VCU French Film Festival
- Location: Richmond, Virginia
- Founded: 1993
- Hosted by: Virginia Commonwealth University, University of Richmond
- No. of films: 17 features & 13 shorts (2015)
- Festival date: March (annually)
- Language: French
- Website: http://www.frenchfilmfestival.us/

= VCU French Film Festival =

The French Film Festival - Richmond, VA was an annual film festival held in Richmond, Virginia, focused on recently produced French-language films.

It was created in 1993 by Drs. Peter and Françoise Kirkpatrick, professors of French literature, culture and film studies at Virginia Commonwealth University and University of Richmond, respectively. It is billed as the largest festival of French film in the United States. Since then, and as of 2015, it has welcomed a delegation totaling more than 380 directors, producers, actors, film scholars, critics, and French government officials. At the 2004 Festival, the Festival's founders and directors, Drs. Peter and Françoise Ravaux-Kirkpatrick, were decorated as "Chevaliers de l'Ordre des Arts et des Lettres", a high honor in the arts in France, and in 2011, the Médaille Beaumarchais by the French Société des Auteurs et Compositeurs Dramatiques.

The festival usually takes place the last weekend of March, during which the city is filled with French speakers and aficionados of French cinema. It is held at the historic Byrd Theatre. At the 2014 Festival, there were approximately 22,000 attendees/tickets sold.

According to Richmond.com, in 2024 the newly retired and emeriti founders of the festival "said it was the right time for the beloved festival to end."

== Festival ==

The festival is host to a variety of French films, both short and feature-length. to promote French language, cinema, and culture in the U.S. and in American educational institutions. French directors and starring actors engage the audience in question and answer sessions following the screening of their films.

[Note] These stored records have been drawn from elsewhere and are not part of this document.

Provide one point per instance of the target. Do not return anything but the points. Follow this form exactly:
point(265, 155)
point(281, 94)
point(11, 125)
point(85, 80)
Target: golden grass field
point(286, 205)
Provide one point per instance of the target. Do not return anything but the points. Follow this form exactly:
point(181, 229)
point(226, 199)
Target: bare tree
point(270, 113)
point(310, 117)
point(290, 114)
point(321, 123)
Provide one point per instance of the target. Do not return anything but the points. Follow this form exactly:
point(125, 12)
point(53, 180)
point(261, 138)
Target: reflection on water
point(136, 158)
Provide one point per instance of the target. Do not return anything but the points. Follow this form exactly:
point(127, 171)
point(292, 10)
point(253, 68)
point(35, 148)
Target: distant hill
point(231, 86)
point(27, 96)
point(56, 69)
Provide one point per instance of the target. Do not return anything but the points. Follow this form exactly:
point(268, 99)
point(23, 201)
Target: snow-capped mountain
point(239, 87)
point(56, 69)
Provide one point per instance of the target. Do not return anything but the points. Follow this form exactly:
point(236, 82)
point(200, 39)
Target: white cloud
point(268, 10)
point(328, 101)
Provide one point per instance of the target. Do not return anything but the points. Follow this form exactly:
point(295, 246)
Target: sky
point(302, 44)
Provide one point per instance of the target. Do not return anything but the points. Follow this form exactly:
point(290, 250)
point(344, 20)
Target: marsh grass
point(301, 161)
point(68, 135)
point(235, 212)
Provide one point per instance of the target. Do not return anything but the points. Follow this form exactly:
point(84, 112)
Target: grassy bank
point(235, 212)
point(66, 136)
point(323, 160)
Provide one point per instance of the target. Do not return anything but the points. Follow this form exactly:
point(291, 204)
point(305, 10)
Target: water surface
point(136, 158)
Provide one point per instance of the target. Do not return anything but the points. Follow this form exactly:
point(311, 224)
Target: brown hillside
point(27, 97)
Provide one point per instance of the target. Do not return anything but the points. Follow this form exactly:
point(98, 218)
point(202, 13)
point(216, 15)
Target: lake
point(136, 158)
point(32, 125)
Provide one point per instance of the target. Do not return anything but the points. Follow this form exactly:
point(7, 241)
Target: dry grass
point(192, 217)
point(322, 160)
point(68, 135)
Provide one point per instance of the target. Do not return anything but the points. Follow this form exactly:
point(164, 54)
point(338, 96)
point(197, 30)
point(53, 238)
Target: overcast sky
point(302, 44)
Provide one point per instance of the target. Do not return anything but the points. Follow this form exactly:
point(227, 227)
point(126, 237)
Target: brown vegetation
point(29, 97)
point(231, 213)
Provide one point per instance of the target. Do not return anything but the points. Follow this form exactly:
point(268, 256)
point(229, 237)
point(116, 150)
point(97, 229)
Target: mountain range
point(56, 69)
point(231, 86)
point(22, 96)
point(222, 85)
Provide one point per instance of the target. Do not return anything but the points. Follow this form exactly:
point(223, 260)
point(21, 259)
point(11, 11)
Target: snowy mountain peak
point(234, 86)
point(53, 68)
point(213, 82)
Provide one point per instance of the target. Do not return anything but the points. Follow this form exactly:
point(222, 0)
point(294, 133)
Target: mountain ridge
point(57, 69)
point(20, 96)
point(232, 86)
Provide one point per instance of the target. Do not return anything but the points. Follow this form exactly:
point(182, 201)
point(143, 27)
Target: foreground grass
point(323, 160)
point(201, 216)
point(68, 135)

The Festival is sponsored by the French Ministry of Foreign Affairs, Unifrance, l'ARP (French acronym for "Guild of French Directors and Producers"), and the SACD (a French acronym for "Guild of Authors, Composers and Directors"). The Community Idea Stations (PBS), as well as the TV channel TV5Monde also are partners of the festival.

The Byrd Theatre, rated by USA Today in 2011 as one of the best film palaces remaining in North America, is the annual venue for the Festival. Each year, the French Film Festival brings to the Byrd Theatre the very same technicians and projectionists responsible for the screenings at the International Cannes Film Festival, ensuring the highest quality of both sounds and images

== Programme ==

Each year, the festival showcases a selection of features, shorts and masterclasses in various sections:

- Feature and Short Selections – The main attraction of the festival
  - Feature Films Selection– A selection of around 15 US and world premieres of recently produced French features (fictions and documentaries) all presented by their directors, screenwriters or starring actors and screened at the Byrd Theatre.
  - Classics – A selection of a few award-winning restored French classics, also introduced by their director, cast or technicians.
  - Special Screenings – exclusive screenings of newly found and restored French silent films by the likes of Georges Méliès or the Lumière Brothers, lent to the Festival by the French Cinémathèque.
  - Short Films Selection – A selection of around 15 French short films screened at the Byrd Theatre and introduced by their directors and/or main actors.
- Master Classes – Each year, the festival organizes several master-classes with distinguished guests from its French delegation, each centered around one central theme as well as the guests's career. All master classes are free and open to the public and either take place at the University of Richmond or at the Byrd Theatre.

== Delegation ==

A large delegation of French directors, actors and producers of feature and short films come to the Festival each year to present their films and also interact with the audience through question-and-answer sessions after each showing.